There lay in her manner, just out of sight, I felt,
this suggestion of the exact reverse—of unrest, shrinking, almost of
anxiety. Certain small strings in her seemed over-tight. ‘Keyed-up’
was the slang expression that crossed my mind. I looked rather
searchingly into her face as she was telling me this.
‘Only—the evenings,’ she added, noticing my query, yet rather
avoiding my eyes, ‘the evenings are—well, rather heavy sometimes, and
I find it difficult to keep awake.’
‘The strong air after London makes you drowsy,’ I suggested, ‘and
you like to get early to bed.’
Frances turned and looked at me for a moment steadily. ‘On the
contrary, Bill, I dislike going to bed—here. And Mabel goes so
early.’ She said it lightly enough, fingering the disorder upon my
dressing-table in such a stupid way that I saw her mind was working in
another direction altogether. She looked up suddenly with a kind of
nervousness from the brush and scissors.
‘Billy,’ she said abruptly, lowering her voice, ‘isn’t it odd, but
I hate sleeping alone here?

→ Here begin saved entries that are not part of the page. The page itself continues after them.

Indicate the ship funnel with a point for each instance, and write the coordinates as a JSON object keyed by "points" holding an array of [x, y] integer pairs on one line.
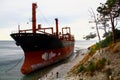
{"points": [[34, 6], [56, 21]]}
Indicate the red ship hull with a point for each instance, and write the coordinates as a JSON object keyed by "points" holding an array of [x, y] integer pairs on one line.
{"points": [[37, 59], [42, 48]]}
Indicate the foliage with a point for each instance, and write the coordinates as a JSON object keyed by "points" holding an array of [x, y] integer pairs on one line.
{"points": [[100, 63], [111, 9], [91, 66], [90, 36], [81, 68]]}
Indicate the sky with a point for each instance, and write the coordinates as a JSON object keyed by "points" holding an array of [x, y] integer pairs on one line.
{"points": [[70, 13]]}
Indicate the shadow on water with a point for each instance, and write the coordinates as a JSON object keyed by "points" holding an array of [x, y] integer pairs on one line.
{"points": [[43, 71]]}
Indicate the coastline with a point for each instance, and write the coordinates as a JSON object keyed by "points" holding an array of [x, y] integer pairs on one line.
{"points": [[105, 65], [64, 68]]}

I can’t make it out quite; I’ve never felt
such a thing before in my life. Do you—think it’s all nonsense?’
And she laughed, with her lips but not with her eyes; there was a
note of defiance in her I failed to understand.
‘Nothing a nature like yours feels strongly is nonsense, Frances,’
I replied soothingly.
But I, too, answered with my lips only, for another part of my mind
was working elsewhere, and among uncomfortable things. A touch of
bewilderment passed over me. I was not certain how best to continue.
If I laughed she would tell me no more, yet if I took her too seriously
the strings would tighten further. Instinctively, then, this flashed
rapidly across me: that something of what she felt, I had also felt,
though interpreting it differently. Vague it was, as the coming of
rain or storm that announce themselves hours in advance with their
hint of faint, unsettling excitement in the air. I had been but a
short hour in the house—big, comfortable, luxurious house—but had
experienced this sense of being unsettled, unfixed, fluctuating—a kind
of impermanence that transient lodgers in hotels must feel, but that a
guest in a friend’s home ought not to feel, be the visit short or
long. To Frances, an impressionable woman, the feeling had come in the
terms of alarm. She disliked sleeping alone, while yet she longed to
sleep. The precise idea in my mind evaded capture, merely brushing
through me, three-quarters out of sight; I realised only that we both
felt the same thing, and that neither of us could get at it dearly.
Degrees of unrest we felt, but the actual thing did not disclose
itself. It did not happen.
I felt strangely at sea for a moment. Frances would interpret
hesitation as endorsement, and encouragement might be the last thing
that could help her.
‘Sleeping in a strange house,’ I answered at length, ‘is often
difficult at first, and one feels lonely. After fifteen months in our
tiny flat one feels lost and uncared-for in a big house. It’s an
uncomfortable feeling—I know it well. And this is a barrack, isn’t
it? The masses of furniture only make it worse. One feels in storage
somewhere underground—the furniture doesn’t furnish.